これは、わたくしうそめがねが趣味で出張コーヒー屋をやっている経験をもとに、コーヒーを淹れることについてなんか書くシリーズです。

 妻が昔なじみに会いに行った。その旦那さんがコーヒーが好きだというので、妻に呼ばれておれはコーヒーを淹れにお邪魔した。
 おれは昔きがくるったようにコーヒーの事ばかり考え、抽出し、店をめぐりまくった。そして様々な場所で何万杯というコーヒーを淹れてきたため、コーヒーを美味く淹れるやつという地位を築いている。なので呼ばれた。

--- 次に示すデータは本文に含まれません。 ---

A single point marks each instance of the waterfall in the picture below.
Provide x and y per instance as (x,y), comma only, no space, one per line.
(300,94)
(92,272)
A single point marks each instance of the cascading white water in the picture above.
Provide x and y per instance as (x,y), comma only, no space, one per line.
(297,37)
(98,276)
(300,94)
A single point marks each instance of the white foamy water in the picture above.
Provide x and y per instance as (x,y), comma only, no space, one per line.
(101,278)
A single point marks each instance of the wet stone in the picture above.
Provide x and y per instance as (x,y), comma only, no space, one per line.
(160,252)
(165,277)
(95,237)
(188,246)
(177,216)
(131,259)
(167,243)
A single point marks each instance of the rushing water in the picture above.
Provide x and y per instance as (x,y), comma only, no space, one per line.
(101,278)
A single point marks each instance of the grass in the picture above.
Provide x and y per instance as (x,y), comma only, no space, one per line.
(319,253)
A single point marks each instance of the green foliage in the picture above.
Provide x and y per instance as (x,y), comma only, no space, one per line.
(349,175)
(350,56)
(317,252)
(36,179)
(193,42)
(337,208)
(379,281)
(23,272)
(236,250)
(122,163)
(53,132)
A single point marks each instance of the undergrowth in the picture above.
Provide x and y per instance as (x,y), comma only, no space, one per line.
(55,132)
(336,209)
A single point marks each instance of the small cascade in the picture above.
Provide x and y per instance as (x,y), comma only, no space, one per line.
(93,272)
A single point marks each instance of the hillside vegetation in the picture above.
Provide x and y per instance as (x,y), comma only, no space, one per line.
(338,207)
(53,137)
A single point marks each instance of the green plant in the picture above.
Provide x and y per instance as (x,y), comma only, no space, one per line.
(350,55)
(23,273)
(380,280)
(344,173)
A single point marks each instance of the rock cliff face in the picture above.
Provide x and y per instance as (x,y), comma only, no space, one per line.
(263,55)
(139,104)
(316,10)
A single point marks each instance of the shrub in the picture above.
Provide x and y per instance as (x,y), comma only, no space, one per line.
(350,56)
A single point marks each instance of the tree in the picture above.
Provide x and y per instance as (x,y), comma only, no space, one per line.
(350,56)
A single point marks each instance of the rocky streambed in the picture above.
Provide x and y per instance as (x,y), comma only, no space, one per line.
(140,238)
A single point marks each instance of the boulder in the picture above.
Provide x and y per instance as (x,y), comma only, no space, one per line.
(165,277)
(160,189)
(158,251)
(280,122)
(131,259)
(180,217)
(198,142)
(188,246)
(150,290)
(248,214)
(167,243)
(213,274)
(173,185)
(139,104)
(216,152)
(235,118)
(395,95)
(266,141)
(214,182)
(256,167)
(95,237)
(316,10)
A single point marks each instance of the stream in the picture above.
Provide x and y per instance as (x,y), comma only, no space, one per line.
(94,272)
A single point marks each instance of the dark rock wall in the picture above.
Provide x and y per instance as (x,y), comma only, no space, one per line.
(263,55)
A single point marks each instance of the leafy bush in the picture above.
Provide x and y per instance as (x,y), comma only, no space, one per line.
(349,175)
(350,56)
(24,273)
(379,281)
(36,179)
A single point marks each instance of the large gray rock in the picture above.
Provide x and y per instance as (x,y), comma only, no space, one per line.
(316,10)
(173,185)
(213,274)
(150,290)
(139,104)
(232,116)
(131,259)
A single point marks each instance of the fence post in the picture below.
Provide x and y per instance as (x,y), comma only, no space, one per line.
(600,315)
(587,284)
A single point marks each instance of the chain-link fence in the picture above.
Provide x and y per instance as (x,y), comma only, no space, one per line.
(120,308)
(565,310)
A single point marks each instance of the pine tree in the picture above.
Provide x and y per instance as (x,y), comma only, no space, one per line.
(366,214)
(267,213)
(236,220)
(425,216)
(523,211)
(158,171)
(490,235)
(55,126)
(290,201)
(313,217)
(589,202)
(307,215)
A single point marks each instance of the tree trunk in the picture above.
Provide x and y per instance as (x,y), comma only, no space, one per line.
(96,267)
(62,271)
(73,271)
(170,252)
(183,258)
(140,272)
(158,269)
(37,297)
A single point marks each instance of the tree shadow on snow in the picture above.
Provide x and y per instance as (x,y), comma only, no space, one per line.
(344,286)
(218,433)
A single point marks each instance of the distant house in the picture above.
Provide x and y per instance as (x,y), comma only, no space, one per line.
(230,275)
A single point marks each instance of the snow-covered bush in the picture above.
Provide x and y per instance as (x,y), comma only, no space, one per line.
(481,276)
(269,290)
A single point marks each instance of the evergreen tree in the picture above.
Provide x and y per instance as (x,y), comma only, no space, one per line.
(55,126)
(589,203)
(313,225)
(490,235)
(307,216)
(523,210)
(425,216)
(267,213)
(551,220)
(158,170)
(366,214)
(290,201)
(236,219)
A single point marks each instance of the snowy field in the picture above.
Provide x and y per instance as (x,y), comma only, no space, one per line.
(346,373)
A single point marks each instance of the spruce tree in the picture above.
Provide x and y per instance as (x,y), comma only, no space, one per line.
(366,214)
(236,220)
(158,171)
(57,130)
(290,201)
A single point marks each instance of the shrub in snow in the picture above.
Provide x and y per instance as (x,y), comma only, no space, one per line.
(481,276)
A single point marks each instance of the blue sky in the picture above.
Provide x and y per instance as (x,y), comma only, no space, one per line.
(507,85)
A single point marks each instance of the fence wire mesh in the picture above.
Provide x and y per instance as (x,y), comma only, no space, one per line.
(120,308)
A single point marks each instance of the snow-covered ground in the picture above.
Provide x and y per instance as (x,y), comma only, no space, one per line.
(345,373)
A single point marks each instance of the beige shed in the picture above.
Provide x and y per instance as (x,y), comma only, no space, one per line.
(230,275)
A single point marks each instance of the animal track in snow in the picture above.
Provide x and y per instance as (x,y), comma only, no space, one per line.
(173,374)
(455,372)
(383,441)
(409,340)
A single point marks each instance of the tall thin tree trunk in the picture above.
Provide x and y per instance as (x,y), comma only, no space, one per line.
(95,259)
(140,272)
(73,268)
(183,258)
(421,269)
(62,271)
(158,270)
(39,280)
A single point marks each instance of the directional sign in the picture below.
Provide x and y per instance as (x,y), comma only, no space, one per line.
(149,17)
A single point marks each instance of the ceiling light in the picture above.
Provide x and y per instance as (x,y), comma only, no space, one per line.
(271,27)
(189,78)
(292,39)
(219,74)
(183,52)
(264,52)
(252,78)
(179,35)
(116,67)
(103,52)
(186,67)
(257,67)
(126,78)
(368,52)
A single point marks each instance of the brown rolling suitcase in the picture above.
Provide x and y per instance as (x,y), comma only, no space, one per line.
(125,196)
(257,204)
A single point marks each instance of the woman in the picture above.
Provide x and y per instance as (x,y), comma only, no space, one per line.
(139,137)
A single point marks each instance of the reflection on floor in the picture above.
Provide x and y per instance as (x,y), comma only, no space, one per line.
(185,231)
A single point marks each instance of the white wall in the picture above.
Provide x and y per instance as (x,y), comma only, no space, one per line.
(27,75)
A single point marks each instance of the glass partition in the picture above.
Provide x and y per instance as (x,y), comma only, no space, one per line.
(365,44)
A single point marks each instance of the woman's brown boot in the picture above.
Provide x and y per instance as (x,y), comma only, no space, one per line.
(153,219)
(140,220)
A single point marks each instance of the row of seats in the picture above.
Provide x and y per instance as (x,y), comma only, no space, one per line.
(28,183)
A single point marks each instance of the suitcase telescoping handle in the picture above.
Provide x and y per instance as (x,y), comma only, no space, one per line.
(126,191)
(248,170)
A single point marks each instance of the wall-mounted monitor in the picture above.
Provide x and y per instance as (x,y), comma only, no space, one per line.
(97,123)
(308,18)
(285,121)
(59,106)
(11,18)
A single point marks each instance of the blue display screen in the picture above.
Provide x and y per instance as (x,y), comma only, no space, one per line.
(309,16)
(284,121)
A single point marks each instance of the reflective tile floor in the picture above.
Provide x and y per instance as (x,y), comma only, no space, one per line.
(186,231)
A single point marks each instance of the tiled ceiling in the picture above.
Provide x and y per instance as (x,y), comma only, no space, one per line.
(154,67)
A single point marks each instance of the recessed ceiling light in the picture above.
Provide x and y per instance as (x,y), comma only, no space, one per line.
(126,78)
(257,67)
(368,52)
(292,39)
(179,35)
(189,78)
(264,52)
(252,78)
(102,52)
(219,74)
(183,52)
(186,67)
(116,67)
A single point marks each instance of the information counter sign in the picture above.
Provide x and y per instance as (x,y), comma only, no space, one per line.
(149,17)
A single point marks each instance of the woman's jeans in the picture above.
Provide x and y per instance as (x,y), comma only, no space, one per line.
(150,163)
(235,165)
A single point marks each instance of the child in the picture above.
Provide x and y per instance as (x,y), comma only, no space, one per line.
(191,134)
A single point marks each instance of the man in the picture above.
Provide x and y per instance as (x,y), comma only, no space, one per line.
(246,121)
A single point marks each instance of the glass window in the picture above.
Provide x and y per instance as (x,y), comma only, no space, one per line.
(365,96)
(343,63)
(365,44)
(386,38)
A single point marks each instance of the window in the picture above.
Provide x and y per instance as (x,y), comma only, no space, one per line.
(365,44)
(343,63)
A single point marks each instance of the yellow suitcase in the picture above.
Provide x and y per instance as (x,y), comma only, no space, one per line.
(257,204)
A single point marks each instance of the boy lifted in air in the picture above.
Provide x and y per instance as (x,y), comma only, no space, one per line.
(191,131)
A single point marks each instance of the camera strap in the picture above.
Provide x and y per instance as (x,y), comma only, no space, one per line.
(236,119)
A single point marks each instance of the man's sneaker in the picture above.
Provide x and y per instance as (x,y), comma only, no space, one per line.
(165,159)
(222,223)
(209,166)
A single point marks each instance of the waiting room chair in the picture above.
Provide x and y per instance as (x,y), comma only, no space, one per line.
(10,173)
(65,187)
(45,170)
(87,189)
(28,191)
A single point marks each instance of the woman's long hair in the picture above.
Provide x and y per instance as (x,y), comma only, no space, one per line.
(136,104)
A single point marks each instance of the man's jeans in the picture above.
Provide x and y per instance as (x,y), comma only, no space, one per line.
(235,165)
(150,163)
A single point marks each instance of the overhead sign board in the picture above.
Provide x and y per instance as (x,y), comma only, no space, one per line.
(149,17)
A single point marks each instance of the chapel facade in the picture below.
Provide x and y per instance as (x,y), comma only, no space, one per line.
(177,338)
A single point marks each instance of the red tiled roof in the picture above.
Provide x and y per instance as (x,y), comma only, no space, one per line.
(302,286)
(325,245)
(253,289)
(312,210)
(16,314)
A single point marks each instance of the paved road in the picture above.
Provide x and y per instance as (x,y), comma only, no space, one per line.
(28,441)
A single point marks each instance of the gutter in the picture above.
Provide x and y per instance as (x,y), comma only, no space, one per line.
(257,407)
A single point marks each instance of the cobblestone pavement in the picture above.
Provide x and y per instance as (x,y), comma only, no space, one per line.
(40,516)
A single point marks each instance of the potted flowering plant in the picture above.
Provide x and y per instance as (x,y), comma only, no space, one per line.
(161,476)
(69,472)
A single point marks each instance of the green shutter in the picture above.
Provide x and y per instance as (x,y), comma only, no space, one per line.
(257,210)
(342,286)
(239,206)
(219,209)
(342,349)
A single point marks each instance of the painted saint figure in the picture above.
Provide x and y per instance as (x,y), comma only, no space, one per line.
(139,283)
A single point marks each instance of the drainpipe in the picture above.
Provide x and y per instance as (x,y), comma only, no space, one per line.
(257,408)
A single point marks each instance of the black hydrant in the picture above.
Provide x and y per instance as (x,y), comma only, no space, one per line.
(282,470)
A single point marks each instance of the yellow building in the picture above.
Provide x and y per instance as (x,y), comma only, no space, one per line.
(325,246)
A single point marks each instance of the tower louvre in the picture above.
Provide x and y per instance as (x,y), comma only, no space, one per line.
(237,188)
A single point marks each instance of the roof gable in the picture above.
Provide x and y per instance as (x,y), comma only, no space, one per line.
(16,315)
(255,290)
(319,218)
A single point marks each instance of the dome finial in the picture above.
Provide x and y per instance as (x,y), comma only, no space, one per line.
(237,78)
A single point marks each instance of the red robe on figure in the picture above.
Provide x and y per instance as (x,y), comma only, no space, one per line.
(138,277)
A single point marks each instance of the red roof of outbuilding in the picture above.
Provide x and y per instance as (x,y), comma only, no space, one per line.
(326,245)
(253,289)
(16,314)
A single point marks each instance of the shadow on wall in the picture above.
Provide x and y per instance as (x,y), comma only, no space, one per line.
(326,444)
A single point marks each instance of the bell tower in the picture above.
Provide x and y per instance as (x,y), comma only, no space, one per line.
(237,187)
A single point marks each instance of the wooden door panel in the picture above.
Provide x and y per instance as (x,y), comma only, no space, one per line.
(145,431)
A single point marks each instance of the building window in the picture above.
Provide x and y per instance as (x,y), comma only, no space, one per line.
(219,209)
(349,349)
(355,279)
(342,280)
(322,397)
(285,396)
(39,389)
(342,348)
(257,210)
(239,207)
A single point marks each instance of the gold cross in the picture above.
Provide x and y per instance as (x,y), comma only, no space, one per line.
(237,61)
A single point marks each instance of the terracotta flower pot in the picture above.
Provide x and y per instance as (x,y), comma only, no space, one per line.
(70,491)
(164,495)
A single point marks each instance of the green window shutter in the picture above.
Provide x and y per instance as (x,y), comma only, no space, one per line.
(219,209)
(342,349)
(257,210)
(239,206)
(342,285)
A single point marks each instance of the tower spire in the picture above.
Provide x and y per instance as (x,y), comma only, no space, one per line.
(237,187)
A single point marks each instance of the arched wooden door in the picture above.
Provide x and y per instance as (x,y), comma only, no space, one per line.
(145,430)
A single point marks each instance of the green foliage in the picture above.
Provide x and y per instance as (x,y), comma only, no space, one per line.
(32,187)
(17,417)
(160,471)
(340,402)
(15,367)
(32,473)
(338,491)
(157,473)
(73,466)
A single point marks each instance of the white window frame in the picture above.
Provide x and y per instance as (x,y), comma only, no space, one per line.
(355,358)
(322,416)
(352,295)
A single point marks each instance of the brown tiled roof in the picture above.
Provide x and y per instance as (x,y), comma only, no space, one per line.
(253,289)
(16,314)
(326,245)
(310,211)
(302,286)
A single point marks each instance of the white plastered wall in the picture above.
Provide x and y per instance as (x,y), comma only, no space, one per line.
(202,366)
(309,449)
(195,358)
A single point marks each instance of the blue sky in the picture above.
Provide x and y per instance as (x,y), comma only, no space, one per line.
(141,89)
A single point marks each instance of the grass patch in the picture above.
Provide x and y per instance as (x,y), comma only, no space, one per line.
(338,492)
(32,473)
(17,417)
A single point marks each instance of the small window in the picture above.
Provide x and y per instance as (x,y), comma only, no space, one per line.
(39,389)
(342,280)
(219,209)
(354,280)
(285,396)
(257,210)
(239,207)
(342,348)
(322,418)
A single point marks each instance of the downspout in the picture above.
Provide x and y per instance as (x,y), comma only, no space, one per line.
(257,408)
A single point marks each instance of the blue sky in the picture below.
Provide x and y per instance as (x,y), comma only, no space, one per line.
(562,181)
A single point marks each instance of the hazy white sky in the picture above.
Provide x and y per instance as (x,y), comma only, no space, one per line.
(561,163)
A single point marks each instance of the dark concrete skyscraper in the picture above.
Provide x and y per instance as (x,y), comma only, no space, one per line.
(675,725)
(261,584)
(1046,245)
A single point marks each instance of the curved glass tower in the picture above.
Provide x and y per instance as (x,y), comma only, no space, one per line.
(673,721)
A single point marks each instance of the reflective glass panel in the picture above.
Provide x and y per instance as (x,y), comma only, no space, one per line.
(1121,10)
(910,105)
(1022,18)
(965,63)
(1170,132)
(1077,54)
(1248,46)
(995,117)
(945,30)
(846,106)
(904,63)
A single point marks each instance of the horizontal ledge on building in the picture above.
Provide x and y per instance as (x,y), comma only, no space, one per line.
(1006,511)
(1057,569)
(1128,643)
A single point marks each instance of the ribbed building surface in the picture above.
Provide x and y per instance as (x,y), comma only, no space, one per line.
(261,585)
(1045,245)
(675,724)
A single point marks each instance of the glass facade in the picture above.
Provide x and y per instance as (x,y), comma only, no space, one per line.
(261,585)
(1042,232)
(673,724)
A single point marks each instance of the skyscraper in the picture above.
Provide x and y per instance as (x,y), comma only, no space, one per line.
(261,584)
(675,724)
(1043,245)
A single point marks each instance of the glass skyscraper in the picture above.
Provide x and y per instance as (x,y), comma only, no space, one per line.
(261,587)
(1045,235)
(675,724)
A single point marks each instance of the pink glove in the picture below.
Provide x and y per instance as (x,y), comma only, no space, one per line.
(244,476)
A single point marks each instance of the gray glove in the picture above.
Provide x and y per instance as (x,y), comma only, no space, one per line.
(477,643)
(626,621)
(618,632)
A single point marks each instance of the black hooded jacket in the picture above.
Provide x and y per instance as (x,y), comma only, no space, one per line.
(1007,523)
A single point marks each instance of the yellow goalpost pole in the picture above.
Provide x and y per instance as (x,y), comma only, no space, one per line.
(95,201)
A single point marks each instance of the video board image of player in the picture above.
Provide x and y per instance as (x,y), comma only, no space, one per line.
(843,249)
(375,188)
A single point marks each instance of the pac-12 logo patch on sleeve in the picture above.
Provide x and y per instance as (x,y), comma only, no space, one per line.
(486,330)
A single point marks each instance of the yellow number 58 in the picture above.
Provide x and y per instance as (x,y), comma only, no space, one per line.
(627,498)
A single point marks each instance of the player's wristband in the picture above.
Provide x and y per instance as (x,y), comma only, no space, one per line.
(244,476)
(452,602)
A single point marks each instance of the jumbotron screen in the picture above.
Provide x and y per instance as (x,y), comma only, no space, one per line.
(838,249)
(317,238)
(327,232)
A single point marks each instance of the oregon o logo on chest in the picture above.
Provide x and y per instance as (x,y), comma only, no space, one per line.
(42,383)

 珈琲豆は信頼のおける珈琲屋のひとつ《Sanwa Coffee Works》で調達した。相手のお宅にどのような器具があるかわからないので、豆は店頭で挽いてもらっておいた。
 そしていざ、妻の昔なじみの家に到着するとコーヒーを抽出するための器具はほとんどなかった。これは完全におれが事前に確認していなかったことがわるいのだが、焦った。
 そのお家には生後半年の赤ちゃんがいてめちゃめちゃかわいいため「かわいいですねぇ」とか言いながら頭をフル回転させていた。
 コーヒー淹れにきたのに淹れられないぞ!? 何か方法はないか、何か!

 だが、器具がなければコーヒーを淹れることはできないか? といいうとそんなことはなく、絶対に何か方法はあるためおれは全く諦めていなかった。
 コーヒーの抽出というのは、ペーパードリップやサイフォン、マキネッタとかいろいろある。一般的なドリップにしても「透過」と「浸漬」があったりする。いろいろあるということは無限にあるということなので、器具がないから淹れられないというのは単に発想力の問題であって、設備の問題では一切無い。
 むしろそそる状況である。
 妻にも妻の昔なじみにも、赤ちゃんにも悟られぬようおれは燃えていた。この状況で何事もなかったようにコーヒーを抽出せしめ、美味いコーヒーがある空間を演出してやろう。
 考え込んでお邪魔したお宅のキッチンで立ち尽くしていると、
「旦那さんなんか困ってはる?」
「そうやな困ってそうやな」
 という会話を妻と家のひとがしていたが完全に気のせいである。

 1分ほど考え、コーヒー用の器具なしでコーヒーを淹れる方法を思いついたので行動にうつした。
 家のひとにステンレスのボウルと計量カップ、キッチンペーパーとキッチンスケール(計り)を借りた。

 まず計量カップに杯数分の珈琲豆の粉を入れる。
 次に、別で湧かしておいた熱湯を少し冷ましてからごく少量入れて蒸らす。ここで30秒ほど待機する。この間に珈琲豆の粉はエキスを出すためのバトルフォームへ変化するのだ。
 次にそこへ杯数分のお湯を注ぐ。とくに注ぎ方とかはなく必要な量を入れてしまう。そして、スマホで3分タイマーをセットする。
 そのあいだにキッチンペーパーを三角に折り漏斗状にしておく。
 3分たったら、漏斗状にしたキッチンペーパーの端2カ所を片手の指4本つかってうまいこと持ち、そこに珈琲粉の混ざったお湯を注いでゆき、濾過してボウルに滴下させていく。粉がコーヒー液をある程度吸収したことで狙った出来上がり量に達しなかった場合は、後から湯を足せば良い。
 ステンレスのボウルを使ったのは、縁に返しがついていてカップに注ぐときに液だれしにくいからだ。
 濾過し終わったらカップに注いで完成。
 エグみが出ること無くすっきりしているが、風味はしっかり出ている良いコーヒーを淹れることができたように思う。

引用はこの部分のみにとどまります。